In a year defined by economic uncertainty, choppy capital markets and a cautious dealmaking climate, Matt Kiel stood out for a significantly different reason: momentum.
This fall, the Business Journal named Kiel, senior counsel at Foley & Lardner, its Emerging Leader of the Year at the publication’s inaugural M&A Awards – an honor recognizing him for deal volume, strategic acumen and impact that has set him apart from a crowded field of corporate advisers.
At the mere mention of Kiel’s nomination during the inaugural ceremony held in September, the room lit up. And upon announcing the big winner, the audience gave him a standing ovation.
“It was a great event,” said Kiel. “It was a great community to be recognized in, and a lot of good awards were given out that night.”
For Kiel, a lifelong Angeleno who grew up in South Pasadena, the recognition reflected something far less instantaneous than an awards-night spotlight. “It’s a slow, long-term growth story that has played out for me,” said Kiel. “It’s “having a steady concerted effort to grow and become a stronger version of yourself … You keep pressing forward and doing your best. It compounds over time.”
That steady, disciplined progression has defined Kiel’s path since his early days at the University of Oregon law school – and it certainly mirrors the dealmaking environment he now helps clients navigate – a landscape shaped by a rocky start, recalibration and renewed energy.
“We’re optimistic and excited,” Kiel said. “The second half of 2025 did see a rebound.”
Kiel, who joined Foley as a lateral in 2019 and now helps anchor the firm’s Los Angeles M&A practice, describes 2025 as a year split into two halves. “Without a doubt, there was a pause in the spring,” he said, citing regulatory unpredictability, fluctuations in tariffs and overall volatile capital markets. “Some deals went on pause; some deals got sidetracked. But we’re seeing a thawing of that freeze.”
Heading into the fourth quarter, Kiel describes a marked shift: increased deal activity, greater client optimism and pressure building on private equity firms to execute exits and unlock liquidity – all factors that are pushing momentum into early 2026.
“People still want to do deals,” he said.
Kiel’s practice spans far beyond California. In the past year alone, he led several transactions that highlighted his range and depth.

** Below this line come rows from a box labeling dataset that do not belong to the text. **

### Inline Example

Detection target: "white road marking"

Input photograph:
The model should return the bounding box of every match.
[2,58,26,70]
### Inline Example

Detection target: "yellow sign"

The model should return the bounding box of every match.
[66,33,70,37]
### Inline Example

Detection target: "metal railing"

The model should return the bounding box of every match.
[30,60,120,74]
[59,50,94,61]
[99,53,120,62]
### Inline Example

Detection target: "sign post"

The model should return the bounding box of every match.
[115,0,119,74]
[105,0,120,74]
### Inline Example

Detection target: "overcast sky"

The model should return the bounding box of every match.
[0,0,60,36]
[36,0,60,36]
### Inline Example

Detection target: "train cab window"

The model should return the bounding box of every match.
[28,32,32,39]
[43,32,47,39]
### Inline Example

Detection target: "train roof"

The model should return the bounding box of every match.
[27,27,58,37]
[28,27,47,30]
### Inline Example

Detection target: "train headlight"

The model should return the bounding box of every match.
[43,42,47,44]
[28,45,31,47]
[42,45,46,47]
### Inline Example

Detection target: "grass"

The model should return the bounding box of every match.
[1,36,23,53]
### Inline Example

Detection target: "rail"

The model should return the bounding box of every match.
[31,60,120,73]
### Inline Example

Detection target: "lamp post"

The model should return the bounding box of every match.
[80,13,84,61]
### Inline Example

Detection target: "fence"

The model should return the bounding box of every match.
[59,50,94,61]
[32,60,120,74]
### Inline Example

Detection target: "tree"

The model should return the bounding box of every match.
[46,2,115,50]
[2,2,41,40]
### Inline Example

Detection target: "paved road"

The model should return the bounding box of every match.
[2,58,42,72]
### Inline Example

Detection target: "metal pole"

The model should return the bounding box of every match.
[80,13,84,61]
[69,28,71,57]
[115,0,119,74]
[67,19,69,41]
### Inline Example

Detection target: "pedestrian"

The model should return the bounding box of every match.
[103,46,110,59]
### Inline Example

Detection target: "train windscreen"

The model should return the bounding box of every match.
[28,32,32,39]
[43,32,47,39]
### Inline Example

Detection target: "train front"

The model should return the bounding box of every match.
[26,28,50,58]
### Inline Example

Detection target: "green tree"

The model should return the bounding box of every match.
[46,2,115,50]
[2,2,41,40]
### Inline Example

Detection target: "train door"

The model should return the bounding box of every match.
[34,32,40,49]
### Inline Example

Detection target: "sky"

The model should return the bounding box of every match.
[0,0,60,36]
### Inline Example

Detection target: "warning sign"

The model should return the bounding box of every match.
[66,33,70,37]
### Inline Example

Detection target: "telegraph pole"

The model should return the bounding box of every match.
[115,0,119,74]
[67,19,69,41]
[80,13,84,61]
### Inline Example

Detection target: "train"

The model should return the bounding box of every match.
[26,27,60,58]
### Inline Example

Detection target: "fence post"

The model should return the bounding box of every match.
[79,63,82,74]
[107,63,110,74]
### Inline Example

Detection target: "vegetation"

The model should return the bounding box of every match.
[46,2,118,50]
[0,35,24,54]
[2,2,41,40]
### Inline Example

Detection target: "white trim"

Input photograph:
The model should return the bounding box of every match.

Among the standouts is him as lead counsel, pitching and securing a mandate from a U.K.-based, private equity-backed events and media company for its U.S. expansion. That led to the formation of a U.S. holding company and multi-year acquisition pipeline.
As a lead, he guided a solar and battery-storage development platform through a complex preferred-equity financing deal – one involving tax-credit structuring, milestone payouts and layers of interplay between all stakeholders. Lastly, he represented a Hong Kong-based manufacturer in a cross-border joint venture with a U.S. distributor, which involved intricate tax structuring and asset transfer considerations, including foreign intellectual property contributions.
For Kiel, the appeal of M&A lies in its constructive nature. Before shifting entirely into transactional work, he spent about four years working for a private litigation practice – handling aerospace, employment and some tort matters. In litigation, he often handled conflicts. The construct stuck with him.
“There’s something special about helping to engineer solutions on an M&A transaction that I didn’t experience in litigation,” he said. “You’re really trying to find solutions for your client and help create new value.”
Kiel gravitated toward the legal side of the M&A business during his first year of law school after taking a contracts class. The professor explained the basic concept of a contract serving as the “governing law between two parties” and that this framework allows attorneys handling the matter to offer a business perspective, thereby acting as business partners.
“That really resonated with me,” Kiel said. “I knew that’s where I wanted to go.”
During his nearly seven-year tenure, the collaborative ecosystem at Foley has fostered his growth as a leader within this space. He touts that Foley is a place where attorneys are treated as business partners in training, not just technicians. It’s a culture that’s collaborative and focused on giving attorneys the support they need to develop, he said.
“The community of Foley is one of camaraderie,” said Kiel, who is on the partnership track and serves on the firm’s national recruiting committee.
Beyond his transactional work for clients, Kiel stays active in the region’s civic and nonprofit institutions.
He serves as the Los Angeles liaison to the nonprofit law organization Public Counsel’s leadership council, supports the Boy & Girls Clubs of Metro Los Angeles through Foley’s community initiatives and recently joined the board of trustees at Western University of Health Sciences.
Also outside the office, the former high school cross-country runner still heads out for a recreational jog today – “Slow and steady,” he joked.
He’s a devoted jazz enthusiast, particularly the improvisational trios and quartets of the 1950s and ‘60s. “There’s tension and release in jazz,” he said.There are unexpected turns, “improvisation (and) conversation (between instruments). It’s such a beautiful thing.”
The parallels to dealmaking–complexity, collaboration, and the satisfaction of a well-resolved progression–aren’t lost on him. As the next year arrives, Kiel sees more opportunities than obstacles.
“There’s more growth (to come),” he said. “We’re seeing enthusiasm carrying through … we’re optimistic and excited (about what’s ahead).”